Mucho después de mis tiempos de profesor, garabateo números en papeles y me impresiona lo que significan. En Nueva York impartí clases en cinco institutos de secundaria y en un colegio universitario: el Instituto de Formación Profesional y Técnico McKee, en Staten Island; el Instituto de Industrias de la Moda, en Manhattan; el Instituto de Secundaria de Seward Park, en Manhattan; el Instituto de Secundaria Stuyvesant, en Manhattan; clases nocturnas en el Instituto Washington Irving, en Manhattan; el Colegio Universitario de Nueva York, en Brooklyn. He impartido clases diurnas, nocturnas y de verano. Según mis cálculos, unos doce mil chicos, chicas, hombres y mujeres se han sentado en pupitres y me han oído explicar, cantar, animar, divagar, declamar, recitar, predicar. Pienso en los doce mil y me pregunto qué he hecho por ellos. Luego, pienso en lo que hicieron ellos por mí.

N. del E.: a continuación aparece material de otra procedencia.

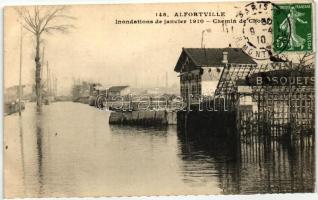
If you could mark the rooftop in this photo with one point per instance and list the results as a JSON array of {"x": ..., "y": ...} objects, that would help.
[{"x": 213, "y": 56}]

Según mis cálculos, impartí al menos treinta y tres mil clases.
Treinta y tres mil clases en treinta años: días, noches, veranos.
En las universidades puedes dar la clase leyendo tus apuntes viejos y manoseados. En los institutos públicos de secundaria jamás podrías hacerlo así. Los adolescentes estadounidenses son expertos en los trucos de los profesores, y si intentas embaucarlos te paran los pies.
—Así que, oiga, profe, ¿qué más le pasó en Irlanda?
—Ahora no puedo hablar de eso. Tenemos que dar el capítulo de vocabulario del libro de texto. Abrid el libro por la página setenta y dos.